Follow these 5 tips for handling your confrontation with care (a care-frontation?) instead of burying your head in the sand.
Pick Your Battles
Ask yourself, does this even deserve a confrontation? Sure, there are things that need to be nipped in the bud and then there are things that you can let slide. Figure out what merits a confrontation and what doesn’t. If you become confrontational about everything, you lose your power but if you pick and choose what deserves confronting, you gain the respect of others (when handled correctly, that is).

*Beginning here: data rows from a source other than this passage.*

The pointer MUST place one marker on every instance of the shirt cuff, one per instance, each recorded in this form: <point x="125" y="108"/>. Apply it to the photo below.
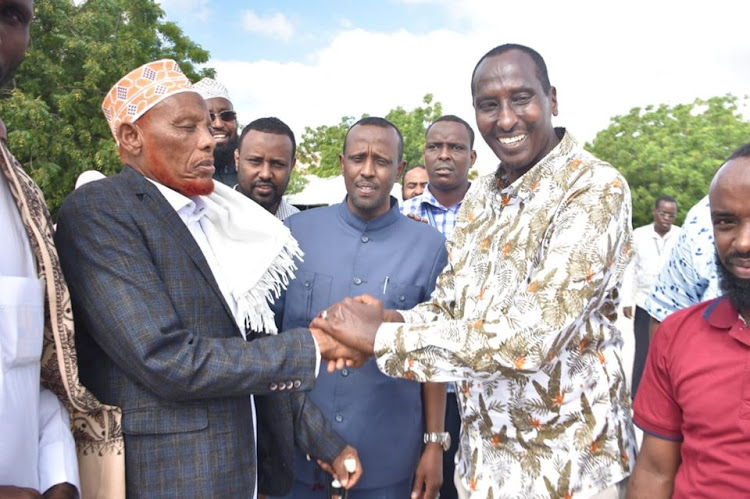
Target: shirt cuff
<point x="58" y="462"/>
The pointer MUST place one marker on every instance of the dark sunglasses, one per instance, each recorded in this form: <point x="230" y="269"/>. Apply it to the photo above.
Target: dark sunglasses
<point x="224" y="115"/>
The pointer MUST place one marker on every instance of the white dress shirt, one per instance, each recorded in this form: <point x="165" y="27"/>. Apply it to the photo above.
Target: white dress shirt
<point x="650" y="253"/>
<point x="36" y="446"/>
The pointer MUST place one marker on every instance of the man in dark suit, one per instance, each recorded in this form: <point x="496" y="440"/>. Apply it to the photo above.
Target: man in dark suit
<point x="166" y="276"/>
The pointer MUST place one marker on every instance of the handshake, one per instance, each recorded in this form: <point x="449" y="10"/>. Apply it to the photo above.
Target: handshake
<point x="346" y="330"/>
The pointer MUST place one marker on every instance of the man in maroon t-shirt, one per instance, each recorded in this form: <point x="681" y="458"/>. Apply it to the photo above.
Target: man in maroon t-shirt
<point x="693" y="403"/>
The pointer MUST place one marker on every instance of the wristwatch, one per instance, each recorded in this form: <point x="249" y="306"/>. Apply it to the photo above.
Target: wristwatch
<point x="444" y="439"/>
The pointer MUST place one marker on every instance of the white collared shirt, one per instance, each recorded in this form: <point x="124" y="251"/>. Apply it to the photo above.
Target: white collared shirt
<point x="36" y="446"/>
<point x="650" y="252"/>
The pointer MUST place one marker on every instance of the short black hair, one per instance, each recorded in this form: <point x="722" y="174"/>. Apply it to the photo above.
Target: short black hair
<point x="741" y="152"/>
<point x="383" y="123"/>
<point x="454" y="119"/>
<point x="270" y="125"/>
<point x="541" y="66"/>
<point x="664" y="199"/>
<point x="410" y="168"/>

The whole point of confronting someone is to be proactive. The longer we sweep things under the rug, the more resentful (and the more awkward) we become and then we have no one to blame but ourselves. If there’s something you need to confront someone with, whether with an employee, employer, family or friend, it’s always best to address it right away. Set a time aside where you can speak to the person uninterrupted and in private.
Take A Breather
I consider myself to be an assertive person, but I hate confrontation just as much as the next person. In my line of work, it’s just something I need to get over. Whenever I’m feeling anxious about confronting anyone I always remember to take a step back and relax. Visualize having an effortless conversation. Expect that the message will be received positively. More often than not, it goes a lot better than we imagine in our heads.
Be sure to express to the person you’re confronting what it is that’s bothering you. At all costs, stick to the facts. This isn’t the time to pass judgment or be accusatory. Communicate what your expectations are and why. It’s funny how many times managers will come to me after they’ve had a confrontation with an employee only to tell me that “it went better than expected” or that the other person “got it.” When you communicate your expectations to others you get them on the same page as you and that’s half the battle.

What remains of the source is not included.